Democrat Darwin Woolard said that he, too, could not dedicate himself to a net-zero increase.
“I can’t commit to that because I don’t know what’s in the budget,” Woolard declared. “I don’t know what we need to do. I don’t know what may come up in the upcoming years. You just don’t know. So, you have to take the facts, as I said earlier, work within the facts that’s in the budget that you have so that you know whether you have to have an increase or not increase. I do not want to raise taxes. I do not want to, but there again I don’t have a crystal ball in front of me.”

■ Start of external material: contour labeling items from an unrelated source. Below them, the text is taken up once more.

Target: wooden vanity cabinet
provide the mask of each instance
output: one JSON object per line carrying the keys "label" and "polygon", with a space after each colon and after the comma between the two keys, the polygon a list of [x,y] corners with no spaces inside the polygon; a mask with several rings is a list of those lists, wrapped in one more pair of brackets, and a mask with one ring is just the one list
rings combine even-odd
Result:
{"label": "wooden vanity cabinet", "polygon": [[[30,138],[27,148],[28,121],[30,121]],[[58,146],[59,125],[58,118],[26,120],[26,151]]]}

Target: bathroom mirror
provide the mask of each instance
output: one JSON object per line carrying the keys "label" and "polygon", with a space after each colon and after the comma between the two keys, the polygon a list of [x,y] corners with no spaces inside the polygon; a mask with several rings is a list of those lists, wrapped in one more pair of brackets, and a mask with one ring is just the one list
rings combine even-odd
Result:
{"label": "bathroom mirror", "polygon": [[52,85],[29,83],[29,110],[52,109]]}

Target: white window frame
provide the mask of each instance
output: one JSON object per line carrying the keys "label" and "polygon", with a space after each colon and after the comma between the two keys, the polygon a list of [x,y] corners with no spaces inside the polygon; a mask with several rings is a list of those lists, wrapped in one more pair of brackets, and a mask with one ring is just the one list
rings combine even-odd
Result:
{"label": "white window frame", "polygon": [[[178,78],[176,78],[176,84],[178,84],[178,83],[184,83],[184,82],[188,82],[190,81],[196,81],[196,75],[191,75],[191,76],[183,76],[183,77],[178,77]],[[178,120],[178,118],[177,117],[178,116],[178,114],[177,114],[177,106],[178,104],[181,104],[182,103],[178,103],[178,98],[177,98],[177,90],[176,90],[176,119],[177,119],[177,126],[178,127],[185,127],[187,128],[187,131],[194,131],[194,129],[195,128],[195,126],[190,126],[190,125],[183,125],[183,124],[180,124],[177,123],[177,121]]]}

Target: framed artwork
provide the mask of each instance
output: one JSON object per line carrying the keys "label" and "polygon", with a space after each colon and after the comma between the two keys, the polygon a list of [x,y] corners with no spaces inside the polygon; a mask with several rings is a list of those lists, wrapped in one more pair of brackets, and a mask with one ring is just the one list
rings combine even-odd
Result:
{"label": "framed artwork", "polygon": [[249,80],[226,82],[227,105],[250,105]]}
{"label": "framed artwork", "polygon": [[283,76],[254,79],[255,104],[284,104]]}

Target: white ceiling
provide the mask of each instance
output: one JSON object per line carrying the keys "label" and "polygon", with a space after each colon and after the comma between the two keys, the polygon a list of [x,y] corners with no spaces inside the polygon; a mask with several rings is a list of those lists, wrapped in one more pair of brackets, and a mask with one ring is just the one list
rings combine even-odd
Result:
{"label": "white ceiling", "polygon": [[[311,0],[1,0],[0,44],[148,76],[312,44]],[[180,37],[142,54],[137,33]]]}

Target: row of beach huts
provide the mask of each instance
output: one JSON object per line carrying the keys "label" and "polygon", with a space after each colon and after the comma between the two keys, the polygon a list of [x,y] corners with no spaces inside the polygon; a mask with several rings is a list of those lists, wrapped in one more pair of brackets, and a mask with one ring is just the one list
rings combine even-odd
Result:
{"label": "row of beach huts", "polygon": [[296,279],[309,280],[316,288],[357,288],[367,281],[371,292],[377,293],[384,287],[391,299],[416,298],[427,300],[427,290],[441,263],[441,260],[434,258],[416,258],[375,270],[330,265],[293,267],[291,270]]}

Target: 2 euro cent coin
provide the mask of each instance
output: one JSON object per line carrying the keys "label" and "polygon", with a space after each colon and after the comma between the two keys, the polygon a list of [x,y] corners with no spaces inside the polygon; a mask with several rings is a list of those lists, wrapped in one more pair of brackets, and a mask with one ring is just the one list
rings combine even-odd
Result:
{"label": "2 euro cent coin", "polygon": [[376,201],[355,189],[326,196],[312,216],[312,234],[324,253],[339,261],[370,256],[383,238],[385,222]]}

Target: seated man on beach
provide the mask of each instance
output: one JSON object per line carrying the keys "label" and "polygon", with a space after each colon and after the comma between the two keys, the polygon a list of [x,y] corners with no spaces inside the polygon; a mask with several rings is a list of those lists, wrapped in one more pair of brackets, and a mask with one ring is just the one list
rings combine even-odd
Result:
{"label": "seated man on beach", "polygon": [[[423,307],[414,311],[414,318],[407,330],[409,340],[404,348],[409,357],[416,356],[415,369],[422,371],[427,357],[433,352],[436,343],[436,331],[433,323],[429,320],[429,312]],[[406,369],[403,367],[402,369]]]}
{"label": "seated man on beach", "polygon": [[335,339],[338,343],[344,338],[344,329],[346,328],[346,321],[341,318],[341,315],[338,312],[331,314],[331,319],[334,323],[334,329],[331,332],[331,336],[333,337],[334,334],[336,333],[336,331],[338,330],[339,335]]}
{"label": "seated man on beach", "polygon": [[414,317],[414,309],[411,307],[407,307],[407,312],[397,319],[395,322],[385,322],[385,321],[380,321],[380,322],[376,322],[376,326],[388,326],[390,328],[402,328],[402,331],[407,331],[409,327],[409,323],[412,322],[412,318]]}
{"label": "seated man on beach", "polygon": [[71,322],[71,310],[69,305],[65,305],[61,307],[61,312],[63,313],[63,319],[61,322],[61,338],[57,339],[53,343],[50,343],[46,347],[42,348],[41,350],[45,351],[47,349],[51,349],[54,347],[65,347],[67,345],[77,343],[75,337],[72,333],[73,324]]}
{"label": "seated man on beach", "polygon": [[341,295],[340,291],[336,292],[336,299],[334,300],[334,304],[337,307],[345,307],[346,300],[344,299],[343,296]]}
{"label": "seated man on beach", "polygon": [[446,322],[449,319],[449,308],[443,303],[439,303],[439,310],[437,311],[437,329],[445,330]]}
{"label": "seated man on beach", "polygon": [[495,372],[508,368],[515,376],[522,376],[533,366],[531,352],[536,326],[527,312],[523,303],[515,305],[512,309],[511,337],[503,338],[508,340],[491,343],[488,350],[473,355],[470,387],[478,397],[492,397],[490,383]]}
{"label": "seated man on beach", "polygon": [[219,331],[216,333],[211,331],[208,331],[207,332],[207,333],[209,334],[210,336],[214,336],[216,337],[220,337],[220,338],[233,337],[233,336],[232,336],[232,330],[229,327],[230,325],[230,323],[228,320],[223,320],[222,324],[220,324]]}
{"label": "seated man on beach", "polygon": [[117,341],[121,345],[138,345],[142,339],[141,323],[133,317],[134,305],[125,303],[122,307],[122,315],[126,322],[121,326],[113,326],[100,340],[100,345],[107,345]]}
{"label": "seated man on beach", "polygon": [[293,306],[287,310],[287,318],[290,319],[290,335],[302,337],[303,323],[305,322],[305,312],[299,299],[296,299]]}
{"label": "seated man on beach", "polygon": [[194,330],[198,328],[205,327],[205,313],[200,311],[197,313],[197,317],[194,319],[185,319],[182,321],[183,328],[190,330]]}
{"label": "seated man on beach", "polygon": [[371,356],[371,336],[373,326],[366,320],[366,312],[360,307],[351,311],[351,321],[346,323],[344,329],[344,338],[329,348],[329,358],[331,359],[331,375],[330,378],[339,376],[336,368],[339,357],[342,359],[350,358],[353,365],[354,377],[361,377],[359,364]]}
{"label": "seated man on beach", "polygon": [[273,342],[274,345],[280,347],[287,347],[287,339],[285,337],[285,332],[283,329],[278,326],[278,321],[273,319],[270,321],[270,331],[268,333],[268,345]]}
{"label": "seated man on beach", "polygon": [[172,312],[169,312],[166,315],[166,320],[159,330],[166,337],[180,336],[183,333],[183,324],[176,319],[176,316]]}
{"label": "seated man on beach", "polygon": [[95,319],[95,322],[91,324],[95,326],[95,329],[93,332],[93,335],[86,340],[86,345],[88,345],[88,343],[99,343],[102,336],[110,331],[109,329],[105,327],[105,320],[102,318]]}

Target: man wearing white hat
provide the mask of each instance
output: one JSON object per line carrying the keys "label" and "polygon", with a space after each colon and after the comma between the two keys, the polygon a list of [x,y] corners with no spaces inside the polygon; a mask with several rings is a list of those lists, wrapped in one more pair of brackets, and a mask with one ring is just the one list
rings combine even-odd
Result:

Incumbent Republican Al Klemm said: “I’m not going to lie to you. Every incumbent county commissioner voted for a tax increase. We all sat there, we voted for an increase in the rescue tax for certain rescue departments in the county. We also increased the water rates in several areas to make sure they were adequately funded. We had to do that.”
Klemm added that the state has taken away some local funds, and that the “federal government has flat run the country in the ground.”
He said sales-tax revenues are off by 13 percent in the county and 14 percent statewide.
“We’re not collecting as much money as we have,” he said.
According to Klemm, the county addressed revenue losses by reducing its employment rolls by 5 percent.
“We cut real people, and our budget was less this year than the previous year,” he noted.
He said the county needs jobs.
Republican Buddy Harrell pledged to oppose a tax increase.
“If you don’t have the money, you can’t spend it,” Harrell said. “Why commit to something you don’t have? We can cut some more of the waste if we have it.”
He mentioned having seen brick, former school buildings “boarded up to keep from breaking out the window lights, and yet they build new schools. Somehow the educators got the idea if you don’t have white marble halls and ceramic tile bathrooms, the students can’t learn.”
Harrell said the county is $20 million in debt because of new school buildings.
“More,” Deatherage interjected.
“And the education is no better than it was 10 years ago,” Harrell said, drawing that portion of the forum to a close.